🌌 Surroundly

Transform YouTube into an immersive VR experience

💡 Inspiration

Watching YouTube in VR today means sitting in a void—a black emptiness with a floating screen. You're isolated in nothingness, watching content that depicts rich, vibrant worlds. Travel vlogs from Bali, music videos in neon-lit cities, documentaries about the cosmos... all viewed from an empty abyss.

We thought: what if your environment could match what you're watching?

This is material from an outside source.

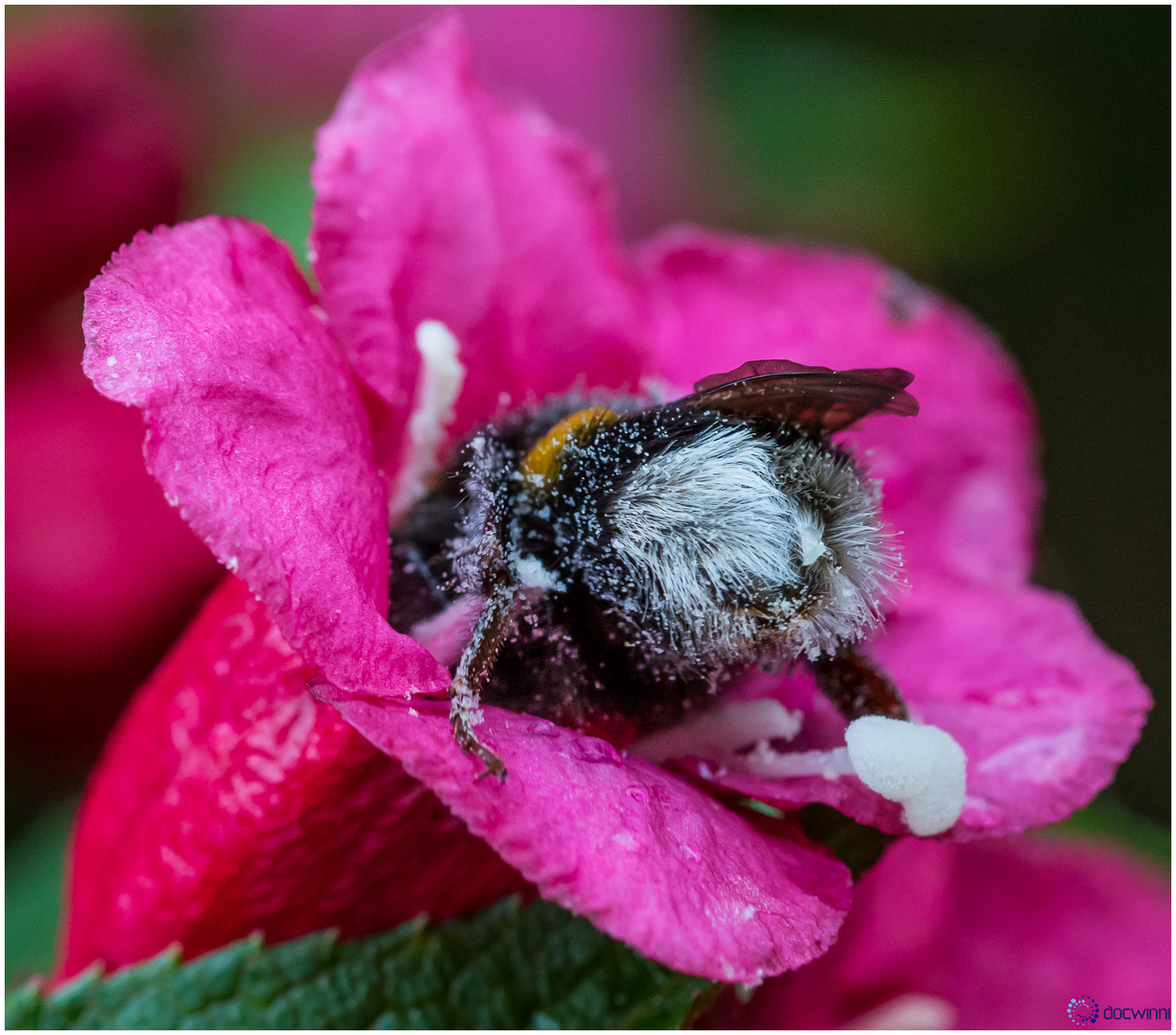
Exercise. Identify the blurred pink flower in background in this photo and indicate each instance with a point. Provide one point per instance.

Instead of watching a video about a beach from a void, what if you could feel like you're at the beach? Surroundly was born from this vision—using AI to transform passive viewing into spatial presence, filling that void with worlds that respond to your content.

🎯 What It Does

Surroundly transforms YouTube into an immersive VR experience for Meta Quest. When you browse to a video:

🔍 AI analyzes the content — Our backend processes the video to understand its theme, setting, and key objects
🌅 A 360° skybox is generated — An AI-generated panoramic environment surrounds you, matching the video's mood and context
🎸 3D objects spawn around you — Relevant interactive objects appear with satisfying animations and spatial audio
✋ You can grab and explore — Pick up and inspect the spawned objects while you watch

The experience starts with an animated procedural starfield, then smoothly transitions into your personalized environment as AI generation completes.

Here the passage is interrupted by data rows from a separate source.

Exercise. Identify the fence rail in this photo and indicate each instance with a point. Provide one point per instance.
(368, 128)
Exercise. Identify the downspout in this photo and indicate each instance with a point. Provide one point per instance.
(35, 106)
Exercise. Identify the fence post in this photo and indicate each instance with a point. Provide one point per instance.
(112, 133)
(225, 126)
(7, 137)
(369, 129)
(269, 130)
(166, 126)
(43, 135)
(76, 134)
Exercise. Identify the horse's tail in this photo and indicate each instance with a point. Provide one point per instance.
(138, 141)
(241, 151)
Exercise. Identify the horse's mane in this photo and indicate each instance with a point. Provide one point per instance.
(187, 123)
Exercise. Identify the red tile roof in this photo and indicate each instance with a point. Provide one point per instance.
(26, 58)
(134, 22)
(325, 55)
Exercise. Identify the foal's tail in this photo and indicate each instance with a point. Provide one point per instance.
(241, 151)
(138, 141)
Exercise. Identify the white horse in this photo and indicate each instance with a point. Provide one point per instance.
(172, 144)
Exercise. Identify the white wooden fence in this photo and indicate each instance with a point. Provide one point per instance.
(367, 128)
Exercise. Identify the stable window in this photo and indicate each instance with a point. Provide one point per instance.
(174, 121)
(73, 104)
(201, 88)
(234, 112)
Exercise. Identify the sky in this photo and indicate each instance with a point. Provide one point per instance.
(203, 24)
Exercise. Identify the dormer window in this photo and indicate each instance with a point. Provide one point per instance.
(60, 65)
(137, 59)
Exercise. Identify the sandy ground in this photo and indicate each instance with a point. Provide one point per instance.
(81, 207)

It's YouTube, but you're inside it.

🛠️ How We Built It

Frontend (Meta Quest App)

Built natively with Meta Spatial SDK on Android/Kotlin
Custom GLSL shaders for the animated starfield and 360° panorama rendering with smooth dissolve transitions
WebView panel integration for YouTube browsing with URL change detection

Backend (AI Pipeline)

RESTful API that accepts YouTube URLs and returns generated assets
Video analysis pipeline powered by Llama 4 Scout, which extracts visual themes, objects, and context with high-level semantic understanding
AI-powered 360° skybox generation
3D model selection/generation based on video content

✨ Key Technical Features

Procedural starfield shader with multi-layer parallax and twinkling
Directional dissolve transitions that open from the viewer's gaze direction
Dynamic model spawning with bounce animations and physics
Automatic recentering of UI and objects when user repositions

🚧 Challenges We Ran Into

Shader transitions — Getting smooth, directional dissolves between skyboxes required careful math to blend based on world-space normals and viewer direction
Model validation — AI-generated 3D models sometimes had invalid bounds (infinity values) or zero-size dimensions; we built robust validation to gracefully skip broken models
Async coordination — Balancing polling frequency for job status while avoiding API spam, handling user navigation mid-generation, and cancelling stale jobs

🏆 Accomplishments We're Proud Of

✨ The "wow" moment: Seeing a starfield dissolve into an AI-generated beach while watching a surf video is genuinely magical
🔄 It actually works end-to-end: From YouTube URL detection to AI generation to immersive rendering, the full pipeline delivers
🌍 One of the most surprising things: Surroundly works with every YouTube video. No matter what you pick, the system analyzes it and generates a matching environment. That moment when we realized any link works was a huge wow moment.

📚 What We Learned

Meta Spatial SDK is powerful but requires thinking spatially—positioning UI relative to viewer pose, and managing scene object lifecycles
Custom shaders unlock unique visual experiences but require careful optimization for mobile VR
AI-generated content needs validation layers; you can't trust every output
Small details matter in VR — the spawn sound, the bounce animation, the dissolve direction—they create presence

🚀 What's Next for Surroundly

📺 Expanded content sources — Support for Facebook Video, Twitch, Vimeo, and local video files
💾 Persistent environments — Save favorite generated environments to revisit later
👥 Social viewing — Watch with friends in shared AI-generated spaces
🧠 Deeper AI integration — Real-time environment updates as video content changes (scene detection)
🎨 Creator tools — Let YouTubers define custom environments for their content
⏳ Skyboxes for shorter videos — For the hackathon, skyboxes are generated only for videos longer than 5 minutes. Shorter videos currently do not receive a skybox, though 3D models always load regardless of duration.